Thursday, August 7, 2014

Thursday

I can't call this Hell - nobody is trying to kill or torture me, for starters - but it's definitely Heck. I gained back everything I lost yesterday - 152.2 this morning, stuck like anything. I remember back 4 years ago, that I used to get stalls routinely at xx2.2 pounds, and here we are again. Weird, for sure. Anyway, I'm struggling with the lack of movement, the lack of sleep, the lack of temperature control, the lack of structure in life this week, and a decided lack of upbeatness. 

Eating yesterday was at 74% fat - brats and sauerkraut and cole slaw for dinner, and cashews and cheese as snacks. I'm being rigorous about keeping the cashews to my tiny tupperware cup, but maybe I should stop eating them again.
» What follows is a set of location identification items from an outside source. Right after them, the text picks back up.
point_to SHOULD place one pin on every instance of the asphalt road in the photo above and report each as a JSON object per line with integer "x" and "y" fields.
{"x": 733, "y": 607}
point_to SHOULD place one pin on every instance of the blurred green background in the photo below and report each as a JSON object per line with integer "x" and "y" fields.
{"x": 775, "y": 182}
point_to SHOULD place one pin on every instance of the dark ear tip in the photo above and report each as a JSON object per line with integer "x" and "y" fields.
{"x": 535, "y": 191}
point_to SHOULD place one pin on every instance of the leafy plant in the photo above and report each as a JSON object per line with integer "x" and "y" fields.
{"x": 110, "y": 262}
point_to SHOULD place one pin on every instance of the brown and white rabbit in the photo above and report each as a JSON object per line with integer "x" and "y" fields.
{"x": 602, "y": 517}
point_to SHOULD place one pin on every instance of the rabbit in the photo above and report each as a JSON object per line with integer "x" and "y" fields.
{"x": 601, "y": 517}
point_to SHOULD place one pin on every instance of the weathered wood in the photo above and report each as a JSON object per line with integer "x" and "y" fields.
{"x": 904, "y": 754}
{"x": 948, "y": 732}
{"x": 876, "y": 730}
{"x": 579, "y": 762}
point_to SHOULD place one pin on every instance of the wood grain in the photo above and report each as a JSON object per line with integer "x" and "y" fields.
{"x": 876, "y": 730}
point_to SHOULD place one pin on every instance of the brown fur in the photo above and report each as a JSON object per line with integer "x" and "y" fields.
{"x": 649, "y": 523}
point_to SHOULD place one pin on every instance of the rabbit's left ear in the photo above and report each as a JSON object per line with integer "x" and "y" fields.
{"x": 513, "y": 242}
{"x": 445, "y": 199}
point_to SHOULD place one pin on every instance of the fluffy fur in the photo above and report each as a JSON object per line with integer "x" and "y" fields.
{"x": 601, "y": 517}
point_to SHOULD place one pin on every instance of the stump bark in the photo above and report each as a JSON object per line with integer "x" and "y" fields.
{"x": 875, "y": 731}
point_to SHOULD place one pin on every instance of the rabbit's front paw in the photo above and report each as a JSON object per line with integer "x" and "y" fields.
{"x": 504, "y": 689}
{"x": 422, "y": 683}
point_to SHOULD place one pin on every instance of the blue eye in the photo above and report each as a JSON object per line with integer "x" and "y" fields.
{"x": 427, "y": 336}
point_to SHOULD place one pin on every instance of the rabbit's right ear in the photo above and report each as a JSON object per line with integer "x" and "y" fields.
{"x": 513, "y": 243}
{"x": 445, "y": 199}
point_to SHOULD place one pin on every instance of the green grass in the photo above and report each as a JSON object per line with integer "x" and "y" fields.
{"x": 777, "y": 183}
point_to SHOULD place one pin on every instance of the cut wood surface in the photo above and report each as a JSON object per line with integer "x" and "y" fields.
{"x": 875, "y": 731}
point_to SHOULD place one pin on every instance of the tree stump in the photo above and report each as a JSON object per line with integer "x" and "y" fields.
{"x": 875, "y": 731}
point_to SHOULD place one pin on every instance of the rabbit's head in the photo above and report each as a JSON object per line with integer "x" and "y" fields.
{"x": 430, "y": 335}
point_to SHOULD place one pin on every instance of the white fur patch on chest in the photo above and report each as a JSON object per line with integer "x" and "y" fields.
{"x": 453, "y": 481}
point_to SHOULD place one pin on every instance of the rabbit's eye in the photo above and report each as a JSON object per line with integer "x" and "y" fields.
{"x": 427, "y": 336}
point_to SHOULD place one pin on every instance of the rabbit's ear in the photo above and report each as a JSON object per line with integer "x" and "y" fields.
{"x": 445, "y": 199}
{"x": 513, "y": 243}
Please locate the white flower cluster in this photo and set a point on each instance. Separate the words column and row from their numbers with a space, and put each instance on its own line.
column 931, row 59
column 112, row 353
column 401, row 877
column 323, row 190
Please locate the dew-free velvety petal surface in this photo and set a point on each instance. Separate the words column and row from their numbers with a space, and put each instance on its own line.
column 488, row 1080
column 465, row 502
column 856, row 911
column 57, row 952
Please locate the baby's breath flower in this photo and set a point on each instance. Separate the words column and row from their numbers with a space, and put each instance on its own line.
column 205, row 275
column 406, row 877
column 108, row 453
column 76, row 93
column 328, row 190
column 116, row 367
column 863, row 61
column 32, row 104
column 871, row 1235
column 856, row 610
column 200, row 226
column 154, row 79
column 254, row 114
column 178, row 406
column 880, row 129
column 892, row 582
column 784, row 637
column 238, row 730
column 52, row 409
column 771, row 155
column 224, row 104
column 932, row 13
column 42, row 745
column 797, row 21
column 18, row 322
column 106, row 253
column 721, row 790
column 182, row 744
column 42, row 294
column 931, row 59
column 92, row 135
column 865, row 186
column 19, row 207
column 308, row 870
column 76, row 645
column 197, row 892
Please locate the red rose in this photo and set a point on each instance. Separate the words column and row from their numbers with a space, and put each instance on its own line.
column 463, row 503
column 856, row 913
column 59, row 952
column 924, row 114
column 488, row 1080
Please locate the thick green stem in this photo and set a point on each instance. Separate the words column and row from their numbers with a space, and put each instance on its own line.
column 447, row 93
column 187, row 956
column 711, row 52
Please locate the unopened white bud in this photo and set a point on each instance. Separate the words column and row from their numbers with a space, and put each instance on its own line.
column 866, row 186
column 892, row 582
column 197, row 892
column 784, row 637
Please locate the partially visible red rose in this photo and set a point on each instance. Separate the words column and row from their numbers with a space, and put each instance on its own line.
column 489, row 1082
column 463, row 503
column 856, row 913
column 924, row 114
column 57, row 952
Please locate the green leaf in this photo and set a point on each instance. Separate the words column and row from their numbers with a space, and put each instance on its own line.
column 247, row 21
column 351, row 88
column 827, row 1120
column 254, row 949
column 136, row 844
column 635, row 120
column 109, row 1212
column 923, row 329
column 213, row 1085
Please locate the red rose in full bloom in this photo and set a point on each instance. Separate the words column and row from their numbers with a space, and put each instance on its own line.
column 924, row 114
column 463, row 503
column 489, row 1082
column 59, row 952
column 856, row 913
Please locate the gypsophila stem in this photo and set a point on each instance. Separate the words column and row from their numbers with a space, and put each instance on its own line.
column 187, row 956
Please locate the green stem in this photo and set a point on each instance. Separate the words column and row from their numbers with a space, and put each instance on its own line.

Maybe we should start walking more - although I did all sorts of bizarre unnatural stuff to get my step count close to 5000 yesterday, and was only off by 60 steps, more or less. I truly don't know. Or rather, I probably do, and am nearly powerless in the face of it - hormonal fluctuations, dammit. Nothing too strong in the hot flash arena, so far, but enough to wake me up good and proper in the middle of the night and make me too hot and uncomfortable to get back to sleep for hours. Nothing like being exhausted and effing wide-awake-alert simultaneously. I spent probably half an hour of it debating with myself if I should get up and read for a while - ultimately, I didn't, and I did fall asleep eventually, to the dulcet tones of late November 1941 radio news broadcasts. No idea why WWII puts me to sleep, but it does, and I guess I should be grateful.

I did eat the soup yesterday, but tossed out the last container. I do rather wonder if the salt content is what's adding that 0.8 pounds back. I don't have anything with me for lunch today; I'm even out of macadamias. My eggs-and-turkey-sausage (and the can of RedBull zero) will have to carry me through to dinner, I think.

We are planning a walk tonight, and a chef's salad for dinner. I refuse to give in to this. I may resort to Benadryl tonight for sleep, too. Ugh, but I know sleep is critical.